4. However, coming to the main issue of valuation of the impugned vehicles, we find merit in the submission of the ld. advocate that there was scope for adopting other methods of valuation when the declared value could not be accepted under the transaction value method.  This is a case where the transaction is not a sale transaction but a free supply from a related party.  Hence, the Customs authorities have rightly come to the conclusion that the first method of valuation i.e. transaction value method cannot be applied under the Customs Valuation Rules, which have been formulated on the basis of the WTO Agreement on Customs valuation. When the first method of valuation based on transaction value cannot be applied, the subsequent methods based on comparative value of identical and similar goods are required to be applied under the Rules.  In the present case, there were no imports of identical or similar goods before the impugned imports. But, we gather that subsequently, the appellants themselves have made regular imports of similar vehicles not as free supplies but for commercial purposes.  We are also given to understand that valuation of those vehicles imported subsequently are yet to be finalized.  In the event of finalization of valuation of the similar vehicles imported subsequently, it would be reasonable to base the valuation of the impugned vehicles on the value arrived at for such subsequent imports in the absence of other contemporaneous imports.

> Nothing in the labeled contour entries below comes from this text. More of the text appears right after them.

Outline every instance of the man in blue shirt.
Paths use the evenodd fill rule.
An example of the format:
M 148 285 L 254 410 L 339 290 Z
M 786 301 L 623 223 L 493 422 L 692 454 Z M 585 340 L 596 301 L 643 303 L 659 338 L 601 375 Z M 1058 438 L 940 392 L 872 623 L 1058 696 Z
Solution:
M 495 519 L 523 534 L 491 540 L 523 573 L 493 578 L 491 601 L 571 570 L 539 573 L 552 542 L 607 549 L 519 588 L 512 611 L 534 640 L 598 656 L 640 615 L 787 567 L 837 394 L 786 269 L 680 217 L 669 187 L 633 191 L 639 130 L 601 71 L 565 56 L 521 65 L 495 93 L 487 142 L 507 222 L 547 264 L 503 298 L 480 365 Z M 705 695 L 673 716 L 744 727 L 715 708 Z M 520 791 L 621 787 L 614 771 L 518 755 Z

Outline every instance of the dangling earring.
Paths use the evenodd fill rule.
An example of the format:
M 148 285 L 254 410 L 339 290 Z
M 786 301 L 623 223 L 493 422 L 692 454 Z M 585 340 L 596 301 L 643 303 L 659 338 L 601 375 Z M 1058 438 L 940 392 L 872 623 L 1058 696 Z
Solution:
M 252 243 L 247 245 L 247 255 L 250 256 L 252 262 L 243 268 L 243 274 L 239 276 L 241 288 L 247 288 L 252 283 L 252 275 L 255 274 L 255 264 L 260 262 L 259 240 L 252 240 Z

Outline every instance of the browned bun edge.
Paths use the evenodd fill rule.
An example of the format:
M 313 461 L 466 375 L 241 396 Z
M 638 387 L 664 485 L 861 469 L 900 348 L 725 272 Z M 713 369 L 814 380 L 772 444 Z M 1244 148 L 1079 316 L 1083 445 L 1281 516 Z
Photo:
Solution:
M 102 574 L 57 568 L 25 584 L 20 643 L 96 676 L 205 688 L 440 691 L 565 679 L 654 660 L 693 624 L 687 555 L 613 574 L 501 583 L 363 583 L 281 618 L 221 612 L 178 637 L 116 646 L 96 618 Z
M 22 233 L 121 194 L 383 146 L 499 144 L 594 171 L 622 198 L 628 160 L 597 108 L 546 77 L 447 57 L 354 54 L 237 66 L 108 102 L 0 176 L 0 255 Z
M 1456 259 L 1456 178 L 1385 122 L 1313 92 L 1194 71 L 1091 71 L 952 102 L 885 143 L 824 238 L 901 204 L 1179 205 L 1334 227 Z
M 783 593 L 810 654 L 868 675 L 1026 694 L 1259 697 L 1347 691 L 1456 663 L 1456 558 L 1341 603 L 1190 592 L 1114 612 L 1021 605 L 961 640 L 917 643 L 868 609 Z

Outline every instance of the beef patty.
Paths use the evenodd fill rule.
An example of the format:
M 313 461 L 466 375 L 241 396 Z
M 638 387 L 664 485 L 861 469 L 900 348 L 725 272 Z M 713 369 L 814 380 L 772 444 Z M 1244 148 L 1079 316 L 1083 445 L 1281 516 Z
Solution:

5. If that is not possible, the Customs Valuation Rules also prescribe methods based on deductive value and computed value.  Under the deductive value method, the price of subsequent sale of the impugned goods are required to be taken as basis for arriving back at the customs value. Since the impugned goods, in this case, were not imported for subsequent sale, this method, therefore, may not be appropriate. However, there does not appear to be any reason why the computed value method of valuation based on the costing of the vehicles in the country of manufacture cannot be applied. Since the supplier and the appellants are parts of a big multi-national group and would have elaborate accounts maintained for the relevant period, there is no reason why they should not cooperate with the customs authorities to determine the customs value for the impugned vehicles under the computed value method. We, therefore, think it proper to set aside the impugned order and remand the matter for re-determination of the value applying one of the valid methods of customs valuation. We also direct the appellants to fully cooperate with the customs authorities in the fresh determination.  All other issues including the issue of redetermining the penalty are kept open.  The adjudicating Commissioner shall give an adequate opportunity of hearing to the appellants before passing a fresh order.

6. The appeal is thus allowed by way of remand.